Canción de lluvia escrita en Paris.

El día se desvanecía cuando entró por primera vez a aquella casa. El piso de madera no hizo ningún ruido al tacto de sus pies. Ella era, ese fin de semana un ser diminuto, era muy pequeña para los automóviles, para el sol quemante, muy pequeña para un saludo de beso en la mejilla, y muy pequeña para el abrazo. Desde el techo una lámpara de lágrimas la observó mientras iba entrando, estaba vacía aquella casa, no había sonrisas, y poco a poco ella se fue confundiendo con las plantas, entre las ramas sus ojos tristes no preguntaban nada. En ese mundo de vidrio y mármol su cuerpo de hada se volvía invisible. Antes de amanecer en medio de esta historia su corazón ya conocía el final, era un final de aquellos que se adelantan a los principios y a los juiciosos, entregados romanticismos, un adiós de silencios se tornaría en recuerdos, y en sueños de sábanas exigentes que atestiguan todo el proceso. La historia de Rosalía se escribió en sábanas de verano.

Aquel segundo encuentro fue dejando en la habitación más alta el rastro de un desvencijado corazoncito, perdido entre una ciudad devoradora de espíritus, exhausto de pedir al destino que el tiempo vuelva.
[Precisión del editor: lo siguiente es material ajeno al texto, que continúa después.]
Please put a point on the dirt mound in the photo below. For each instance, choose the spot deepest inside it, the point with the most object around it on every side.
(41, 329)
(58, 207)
El aire se impregnó de despedida. Rosalía sabía bien que dolería, que la música y el verano no terminaban en final feliz, no en los felices finales que se esperan. No existió un sitio, siquiera olvidado para sus pies descalzos en su habitación, las paredes hablaban, y su alegría enamorada se convirtió en llanto, llanto como la lluvia diamantina que mojaba los besos del pasado, como el vapor y los espejos, y como toda la humedad en el ambiente de todos los relatos. Llanto invisible y silencioso como las despedidas. Para desaparecer a la salida, en la puerta, no era necesario esconderse, nadie, de cualquier forma la notaría. A él se le nublaron los ojos con la misma tristeza que le nubló las manos, se le escondió el espíritu, asustado perdió todo contacto, se quedó anclado a un mundo, uno solo de tantos posibles mundos, y las raíces y los compromisos le quemaron, su tristeza quedaría entonces en medio de otro abrazo, ya no el de Rosalía, su encanto de almas abiertas quedaría guardado. En el eterno devenir de almas, no sucedió lo mismo con la esperanza. Rosalía voló, le asustó el vacío de las palabras y el cemento de los cuerpos y la fragilidad del encanto, y la fragilidad de la magia, de la cual ella jamás podría prescindir, la magia para Rosalía es el aire, el viento, ella es un hada que sigue el transcurrir de los días y las estaciones, como una hojita que viaja por las nubes, y cae al río para viajar y ver en su reflejo canciones que huelen a algo más que flores y belleza. A veces los humanos quedan atrapados en el mundo de las hadas, y las hadas quieren quedarse en el mundo de los humanos cuando se enamoran. Pero la miel del campo deshace la tristeza, y en medio de las cabras y los venados no existe el tiempo. El adiós no existe en el mundo de los árboles, donde unas alas enamoradas habrían podido hacer cualquier cosa, unas notas en un pentagrama y unas notas en una libreta podían cambiar el mundo, inventarse uno nuevo, donde existiera oportunidad para los milagros, y valor para la belleza. Rosalía se internará en un libro, o en veintitrés, mientras el destino se encarga de terminar la historia, para que un día un niño, aprenda a leer la palabra Isadora.